Protocol of the Session on May 19, 2010

Deswegen, Herr Gerstenberg, bin ich jetzt bei Ihnen. Wer den Urheberschutz für sich erheben kann, das sei dahingestellt. Ich weiß nur, dass wir dieses Thema vor zehn Jahren einmal in die Debatte geworfen haben hier in diesem Hohen Hause. Deswegen brauchen wir eine Umstellung der gerätebezogenen Gebühr auf eine Haushaltsabgabe oder ein ähnliches Modell.
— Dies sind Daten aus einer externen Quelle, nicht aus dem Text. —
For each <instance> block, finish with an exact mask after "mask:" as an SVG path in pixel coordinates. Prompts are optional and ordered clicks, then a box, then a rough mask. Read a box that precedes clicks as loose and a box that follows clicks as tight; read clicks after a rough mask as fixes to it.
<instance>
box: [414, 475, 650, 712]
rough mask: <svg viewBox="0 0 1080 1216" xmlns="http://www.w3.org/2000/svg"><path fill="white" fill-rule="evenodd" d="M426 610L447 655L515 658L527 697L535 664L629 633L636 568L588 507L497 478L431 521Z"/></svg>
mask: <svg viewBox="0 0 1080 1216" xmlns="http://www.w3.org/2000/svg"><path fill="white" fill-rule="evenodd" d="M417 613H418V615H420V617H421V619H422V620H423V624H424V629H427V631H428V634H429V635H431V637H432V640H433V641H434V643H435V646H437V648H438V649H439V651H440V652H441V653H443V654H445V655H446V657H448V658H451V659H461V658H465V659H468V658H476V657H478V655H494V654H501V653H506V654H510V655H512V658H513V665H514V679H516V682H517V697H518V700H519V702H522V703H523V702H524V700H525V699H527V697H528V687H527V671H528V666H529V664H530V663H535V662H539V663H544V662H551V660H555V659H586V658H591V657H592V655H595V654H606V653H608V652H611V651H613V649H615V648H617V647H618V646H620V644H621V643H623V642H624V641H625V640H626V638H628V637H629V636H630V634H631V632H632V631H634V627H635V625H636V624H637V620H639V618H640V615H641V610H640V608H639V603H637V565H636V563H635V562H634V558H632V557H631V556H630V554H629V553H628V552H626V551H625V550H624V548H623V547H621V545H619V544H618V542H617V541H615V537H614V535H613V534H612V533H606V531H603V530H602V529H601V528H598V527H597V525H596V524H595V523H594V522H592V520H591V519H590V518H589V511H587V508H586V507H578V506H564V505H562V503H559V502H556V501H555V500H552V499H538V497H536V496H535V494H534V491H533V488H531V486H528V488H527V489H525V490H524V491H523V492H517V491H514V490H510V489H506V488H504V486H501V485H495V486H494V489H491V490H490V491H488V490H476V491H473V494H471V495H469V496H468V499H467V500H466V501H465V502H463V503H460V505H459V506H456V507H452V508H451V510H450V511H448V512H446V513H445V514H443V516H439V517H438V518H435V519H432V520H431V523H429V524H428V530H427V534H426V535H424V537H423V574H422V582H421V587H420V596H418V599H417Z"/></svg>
Da sind wir als Politik gefordert, uns darüber Gedanken zu machen, wie das Modell aussehen kann.

Für uns im Sendegebiet des Mitteldeutschen Rundfunks muss entscheidend in die Diskussion eingebracht werden – Herr Herbst von der FDP hat es getan –, dass wir in erheblichem Maße diese Befreiungstatbestände haben. Wir haben das Problem, dass dadurch dem MDR jährlich Pi mal Daumen 20 Millionen Euro – durch Wegzüge sind es 8 Millionen Euro und durch die Befreiungstatbestände der Rest – verloren gehen. Das heißt, wir brauchen ein System, das es uns ermöglicht, im Konzert der ARD als Sachsen, als neue Bundesländer noch in dem Maße stattzufinden, wie wir als Bevölkerungskonstellation in Deutschland vorhanden sind. Dafür muss das bisherige System umgestellt werden.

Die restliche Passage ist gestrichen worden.